Download or read book Algebraic Curves over a Finite Field written by J. W. P. Hirschfeld and published by Princeton University Press. This book was released on 2013-03-25 with total page 717 pages. Available in PDF, EPUB and Kindle. Book excerpt: This book provides an accessible and self-contained introduction to the theory of algebraic curves over a finite field, a subject that has been of fundamental importance to mathematics for many years and that has essential applications in areas such as finite geometry, number theory, error-correcting codes, and cryptology.
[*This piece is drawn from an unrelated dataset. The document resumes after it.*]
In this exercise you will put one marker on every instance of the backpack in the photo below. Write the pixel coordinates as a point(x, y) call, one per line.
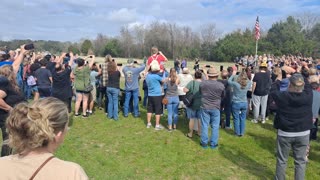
point(31, 81)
Unlike other books, this one emphasizes the algebraic geometry rather than the function field approach to algebraic curves. The authors begin by developing the general theory of curves over any field, highlighting peculiarities occurring for positive characteristic and requiring of the reader only basic knowledge of algebra and geometry. The special properties that a curve over a finite field can have are then discussed. The geometrical theory of linear series is used to find estimates for the number of rational points on a curve, following the theory of Stöhr and Voloch. The approach of Hasse and Weil via zeta functions is explained, and then attention turns to more advanced results: a state-of-the-art introduction to maximal curves over finite fields is provided; a comprehensive account is given of the automorphism group of a curve; and some applications to coding theory and finite geometry are described. The book includes many examples and exercises. It is an indispensable resource for researchers and the ideal textbook for graduate students.